City is not a public restroom
This is regarding the gentleman who wrote a column in Sunday’s Voices section. He was advocating that the city allow the homeless to “camp” in our public parks. Apparently he has not had the pleasure of finding a pile of human excrement in one of these parks, as I have. Just where are these campers supposed to go when nature calls?
The city just broke up a large homeless encampment on the bank of Arroyo Burro Creek at Hendry’s Beach. When we have the first big rain storm, and the creek level rises, their latrine will be washed out onto the beach and into the ocean. May I suggest that the author and his family go put their beach chairs in the sand the next day. Enjoy yourselves!
Claire Haigh
Santa Barbara
Racism in Santa Barbara
We are an immigrant family, with my wife and two sons born in the Philippines. My sons, ages 3 and 4, have been given citizenship; my wife has a permanent resident visa and awaits her chance. She followed our guidelines for her visa, submitting documents from law enforcement in the Philippines attesting to the fact that she has never committed a crime or misdemeanor, and submitting further to medical examinations and vaccinations that ensure that she is healthy upon entrance to our country. She is a hotel and restaurant management graduate of an accredited college in the Philippines, but cannot find a job here because she speaks no Spanish.
Immigrants who do speak Spanish are treated to free English classes, with free child care, that are subsidized by the taxpayer so that they can get jobs in the hotels and restaurants.

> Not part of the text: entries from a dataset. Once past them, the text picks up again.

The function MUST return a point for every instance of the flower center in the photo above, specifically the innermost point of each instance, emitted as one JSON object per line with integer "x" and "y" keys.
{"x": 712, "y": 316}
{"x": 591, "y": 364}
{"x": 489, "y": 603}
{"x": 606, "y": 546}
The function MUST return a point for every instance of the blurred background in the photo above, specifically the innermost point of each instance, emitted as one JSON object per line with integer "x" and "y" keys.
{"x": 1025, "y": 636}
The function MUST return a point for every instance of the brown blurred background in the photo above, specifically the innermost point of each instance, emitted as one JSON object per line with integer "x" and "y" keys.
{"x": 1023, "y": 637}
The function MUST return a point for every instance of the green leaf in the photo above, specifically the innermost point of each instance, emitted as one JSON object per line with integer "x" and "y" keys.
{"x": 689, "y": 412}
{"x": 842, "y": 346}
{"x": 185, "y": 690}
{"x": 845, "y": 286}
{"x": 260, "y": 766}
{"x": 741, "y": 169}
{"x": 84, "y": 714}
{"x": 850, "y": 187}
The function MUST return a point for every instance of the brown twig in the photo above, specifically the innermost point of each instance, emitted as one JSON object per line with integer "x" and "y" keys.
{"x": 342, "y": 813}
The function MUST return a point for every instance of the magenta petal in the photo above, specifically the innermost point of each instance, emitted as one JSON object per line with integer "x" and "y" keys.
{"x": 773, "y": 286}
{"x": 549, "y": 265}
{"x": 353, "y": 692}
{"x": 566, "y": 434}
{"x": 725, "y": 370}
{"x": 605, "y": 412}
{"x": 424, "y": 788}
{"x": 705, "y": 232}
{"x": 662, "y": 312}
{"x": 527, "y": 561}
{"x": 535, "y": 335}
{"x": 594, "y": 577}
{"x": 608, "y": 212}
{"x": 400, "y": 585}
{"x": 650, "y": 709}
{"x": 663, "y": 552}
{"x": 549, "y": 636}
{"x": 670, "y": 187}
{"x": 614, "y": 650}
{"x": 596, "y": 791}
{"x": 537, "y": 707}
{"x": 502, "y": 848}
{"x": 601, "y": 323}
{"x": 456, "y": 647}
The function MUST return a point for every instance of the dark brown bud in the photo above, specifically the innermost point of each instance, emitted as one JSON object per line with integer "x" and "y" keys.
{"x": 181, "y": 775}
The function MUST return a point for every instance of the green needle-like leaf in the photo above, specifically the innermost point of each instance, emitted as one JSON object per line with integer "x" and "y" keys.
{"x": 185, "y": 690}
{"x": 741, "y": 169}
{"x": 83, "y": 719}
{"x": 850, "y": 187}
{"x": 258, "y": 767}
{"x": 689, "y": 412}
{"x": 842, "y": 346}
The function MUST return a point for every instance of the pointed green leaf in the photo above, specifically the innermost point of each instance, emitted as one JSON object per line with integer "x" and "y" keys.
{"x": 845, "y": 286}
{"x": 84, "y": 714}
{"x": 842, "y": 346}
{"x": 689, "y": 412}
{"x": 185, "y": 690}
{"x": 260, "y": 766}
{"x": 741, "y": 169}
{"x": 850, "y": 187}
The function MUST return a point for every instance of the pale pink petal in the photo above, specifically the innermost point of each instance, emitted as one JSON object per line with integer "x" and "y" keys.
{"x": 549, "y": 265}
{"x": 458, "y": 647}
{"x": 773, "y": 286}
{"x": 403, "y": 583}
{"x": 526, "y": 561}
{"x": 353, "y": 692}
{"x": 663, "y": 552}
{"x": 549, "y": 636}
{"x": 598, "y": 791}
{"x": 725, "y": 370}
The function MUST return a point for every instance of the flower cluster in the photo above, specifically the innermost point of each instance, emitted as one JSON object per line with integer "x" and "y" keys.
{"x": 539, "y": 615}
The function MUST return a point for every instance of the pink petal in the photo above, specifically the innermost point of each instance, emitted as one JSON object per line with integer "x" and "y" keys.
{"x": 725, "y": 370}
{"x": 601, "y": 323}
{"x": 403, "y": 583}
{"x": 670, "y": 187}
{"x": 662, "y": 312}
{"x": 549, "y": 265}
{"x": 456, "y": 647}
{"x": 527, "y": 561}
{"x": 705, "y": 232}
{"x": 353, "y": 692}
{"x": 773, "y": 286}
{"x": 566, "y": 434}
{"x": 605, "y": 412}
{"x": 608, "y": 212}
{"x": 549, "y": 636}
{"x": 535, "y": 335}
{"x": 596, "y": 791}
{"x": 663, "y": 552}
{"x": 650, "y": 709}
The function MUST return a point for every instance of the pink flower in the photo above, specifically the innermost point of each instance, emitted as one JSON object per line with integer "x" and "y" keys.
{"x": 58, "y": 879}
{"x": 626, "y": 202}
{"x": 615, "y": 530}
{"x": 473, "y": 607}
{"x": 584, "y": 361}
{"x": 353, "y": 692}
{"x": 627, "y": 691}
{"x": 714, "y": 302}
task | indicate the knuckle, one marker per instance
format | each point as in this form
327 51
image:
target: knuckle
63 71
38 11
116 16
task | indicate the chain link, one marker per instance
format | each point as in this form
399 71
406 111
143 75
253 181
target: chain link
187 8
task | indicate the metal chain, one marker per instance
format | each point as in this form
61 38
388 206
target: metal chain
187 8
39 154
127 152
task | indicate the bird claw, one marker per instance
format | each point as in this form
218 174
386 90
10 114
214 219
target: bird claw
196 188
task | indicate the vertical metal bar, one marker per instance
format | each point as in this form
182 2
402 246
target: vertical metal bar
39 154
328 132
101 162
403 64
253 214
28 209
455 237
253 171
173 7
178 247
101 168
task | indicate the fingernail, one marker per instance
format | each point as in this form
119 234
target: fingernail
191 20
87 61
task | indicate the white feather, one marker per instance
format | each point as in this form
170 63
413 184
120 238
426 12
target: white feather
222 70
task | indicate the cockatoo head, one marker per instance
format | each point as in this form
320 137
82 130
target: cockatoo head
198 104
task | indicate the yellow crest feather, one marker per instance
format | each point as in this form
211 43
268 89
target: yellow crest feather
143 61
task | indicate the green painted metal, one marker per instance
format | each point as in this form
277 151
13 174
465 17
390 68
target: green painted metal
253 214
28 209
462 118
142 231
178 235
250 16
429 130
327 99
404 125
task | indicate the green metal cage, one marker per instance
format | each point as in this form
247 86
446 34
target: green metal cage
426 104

But as a noncitizen, my wife pays a high price for Spanish classes so that she can be considered for the jobs. If this is not racism, what is it?
Rowland Lane Anderson
Santa Barbara
A picture of the homeless
Thousands living homeless in L.A.; millions living homeless in the U.S. … the picture is the same everywhere. Why don’t wealthy landowners donate land and the wealthy donate money to build thousands of small houses in thousands of communities around the country? This would alleviate some of the problem that the rich are always complaining about. It is greed and housing shortages that are causing the problems — not only for the poor, but for everyone. Check the prices of rents lately?
Ron Lowe
Santa Monica
Consider yourself warned
If the cannabis folks are going to claim the world is a better place with pot, then at least put some warning labels on the weed packages. If they haven’t figured it out yet, willingly holding smoke from a joint in your lungs for a few minutes, day after day, may not be such a good idea. Even if it makes them giggle.
Brian Ehler
Carpinteria
Put a cap on cannabis sprawl
Vintners, farmers, and residents want to stop large outdoor cannabis grows in the Santa Ynez Valley. Applications are being appealed for Busy Bee (22 acres), Santa Barbara Westcoast (50 acres), Santa Rita Valley Ag (37 acres), and Castle Rock (23 acres). All are huge (a football field is 1.3 acres), and concentrated two miles outside Buellton.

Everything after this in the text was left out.